= Yang Fu-mei =

Taiwanese politician

Yang Fu-mei (楊富美; born 1942) is a Taiwanese politician.

==Education==
Yang, a Kaohsiung native, studied pharmacology at Kaohsiung Medical University before earning a master's degree in nutrition at Columbia University in the United States.

==Political career==
She was a member of the Overseas Chinese Affairs Commission, before serving as a member of the Legislative Yuan, representing overseas Chinese on behalf of the People First Party. During her tenure on the Fifth Legislative Yuan, Yang was critical of Twu Shiing-jer, and underwent a disciplinary review in 2003 because she was absent for a vote to consider postponement of confirmation for new Justices of the Constitutional Court. Though Yang originally planned to go on a 2004 European junket led by Democratic Progressive Party colleagues, to advocate for Taiwan's participation in the World Health Organization, she later chose not make the trip.

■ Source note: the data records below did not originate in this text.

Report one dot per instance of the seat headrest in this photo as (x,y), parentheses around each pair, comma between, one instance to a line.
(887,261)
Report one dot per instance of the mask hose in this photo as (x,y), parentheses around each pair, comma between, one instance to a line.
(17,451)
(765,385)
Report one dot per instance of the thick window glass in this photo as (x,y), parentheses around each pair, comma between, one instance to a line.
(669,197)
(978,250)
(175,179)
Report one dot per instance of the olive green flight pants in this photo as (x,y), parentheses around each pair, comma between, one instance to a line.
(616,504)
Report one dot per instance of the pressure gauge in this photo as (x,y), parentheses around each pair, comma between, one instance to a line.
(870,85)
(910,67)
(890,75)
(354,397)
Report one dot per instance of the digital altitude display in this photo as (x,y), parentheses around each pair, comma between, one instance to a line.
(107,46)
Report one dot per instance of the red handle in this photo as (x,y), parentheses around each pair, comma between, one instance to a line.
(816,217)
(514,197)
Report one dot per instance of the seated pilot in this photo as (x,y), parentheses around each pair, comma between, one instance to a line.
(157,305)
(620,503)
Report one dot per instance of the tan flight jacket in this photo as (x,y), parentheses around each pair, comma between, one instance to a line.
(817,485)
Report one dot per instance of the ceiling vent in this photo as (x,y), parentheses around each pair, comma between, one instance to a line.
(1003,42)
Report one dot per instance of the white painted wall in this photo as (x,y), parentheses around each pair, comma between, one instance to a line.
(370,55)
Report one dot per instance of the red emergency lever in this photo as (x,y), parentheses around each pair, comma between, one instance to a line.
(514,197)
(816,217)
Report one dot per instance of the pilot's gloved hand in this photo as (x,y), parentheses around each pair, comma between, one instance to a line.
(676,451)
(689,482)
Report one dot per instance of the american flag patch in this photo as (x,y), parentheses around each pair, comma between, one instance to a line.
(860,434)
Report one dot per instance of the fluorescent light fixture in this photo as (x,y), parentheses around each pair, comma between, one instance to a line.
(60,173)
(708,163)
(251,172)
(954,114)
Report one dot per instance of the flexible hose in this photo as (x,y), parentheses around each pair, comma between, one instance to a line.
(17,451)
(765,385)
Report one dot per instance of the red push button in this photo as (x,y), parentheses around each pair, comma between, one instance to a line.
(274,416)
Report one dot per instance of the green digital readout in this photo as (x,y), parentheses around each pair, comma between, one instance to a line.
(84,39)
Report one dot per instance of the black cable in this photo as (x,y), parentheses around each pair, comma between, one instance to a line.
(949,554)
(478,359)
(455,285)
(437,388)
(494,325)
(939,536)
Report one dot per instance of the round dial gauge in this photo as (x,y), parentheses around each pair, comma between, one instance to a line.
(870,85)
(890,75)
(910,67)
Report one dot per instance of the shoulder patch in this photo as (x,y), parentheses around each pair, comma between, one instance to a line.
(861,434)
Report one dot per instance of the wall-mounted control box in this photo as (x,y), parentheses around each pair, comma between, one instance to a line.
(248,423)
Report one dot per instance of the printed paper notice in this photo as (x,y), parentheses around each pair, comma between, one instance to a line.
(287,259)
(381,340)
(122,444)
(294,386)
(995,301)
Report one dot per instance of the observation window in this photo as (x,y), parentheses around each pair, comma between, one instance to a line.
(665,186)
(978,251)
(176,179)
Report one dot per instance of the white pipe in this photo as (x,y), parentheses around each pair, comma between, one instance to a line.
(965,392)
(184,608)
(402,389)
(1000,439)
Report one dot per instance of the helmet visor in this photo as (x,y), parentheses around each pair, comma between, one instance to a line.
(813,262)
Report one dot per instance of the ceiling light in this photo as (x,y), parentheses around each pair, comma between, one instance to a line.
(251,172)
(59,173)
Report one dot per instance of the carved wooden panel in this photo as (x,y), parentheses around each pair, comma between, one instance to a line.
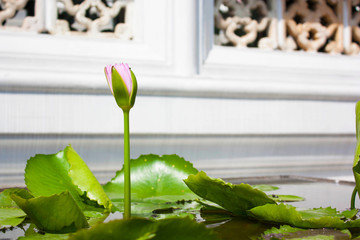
(104,18)
(289,25)
(17,14)
(95,18)
(245,24)
(314,25)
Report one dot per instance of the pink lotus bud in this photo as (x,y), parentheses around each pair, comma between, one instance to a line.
(122,83)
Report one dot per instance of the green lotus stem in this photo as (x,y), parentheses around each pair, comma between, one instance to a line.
(127,186)
(353,196)
(123,85)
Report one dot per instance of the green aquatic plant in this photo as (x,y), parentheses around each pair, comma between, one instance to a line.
(123,85)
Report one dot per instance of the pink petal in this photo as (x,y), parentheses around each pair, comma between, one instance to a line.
(108,73)
(124,71)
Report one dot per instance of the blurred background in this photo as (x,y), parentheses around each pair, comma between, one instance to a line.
(239,88)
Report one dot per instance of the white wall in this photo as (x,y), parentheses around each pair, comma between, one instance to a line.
(230,111)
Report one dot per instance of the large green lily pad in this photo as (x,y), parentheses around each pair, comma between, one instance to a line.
(10,214)
(46,175)
(154,178)
(55,214)
(308,218)
(141,229)
(11,217)
(288,232)
(234,198)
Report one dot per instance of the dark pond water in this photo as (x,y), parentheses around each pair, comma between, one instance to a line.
(317,193)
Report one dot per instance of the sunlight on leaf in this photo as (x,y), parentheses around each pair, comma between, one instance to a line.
(234,198)
(140,228)
(288,232)
(11,217)
(309,218)
(154,178)
(46,175)
(6,200)
(54,214)
(265,187)
(286,198)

In 2011, Yang and her husband Kao Tsu-min led a petition to convince People First Party chairman James Soong to run in the 2012 Taiwanese presidential election.

==Controversy==
After Twu Shiing-jer was accused of sexual harassment in 2002, he filed a lawsuit against several of the accusers for libel, and attempted to have Yang listed as a defendant.

Yang was one of eight incumbent and former legislators indicted on charges of corruption in 2008, for allegedly accepting bribes from the Taiwan Dental Association in her endorsement of the 2003 Oral Healthcare Act. The Taipei District Court ruled in October 2010, that none of the accused were guilty. The decision was reversed by the Taiwan High Court in September 2011, which sentenced Yang to seven years and two months imprisonment, and additionally suspended her civil rights for three years. Upon appeal, the Supreme Court ordered a retrial of the case, which occurred in March 2015. The retrial found six of the eight defendants, including Yang, not guilty, and a further appeal to the Supreme Court was dismissed in March 2016.

During the 2014 Taipei mayoral election, television host Tsai Yu-chen commented on allegations of forced organ harvesting against physician and independent candidate Ko Wen-je, additionally making statements about Yang and Kao. The former legislators filed a lawsuit against Tsai and network executives in 2015. The first ruling held that there was insufficient evidence for Tsai's comments harming the reputations of Yang or Kao. The Taiwan High Court ordered Tsai to pay compensation to Yang and Kao in 2017, after considering other comments that Tsai had made about them.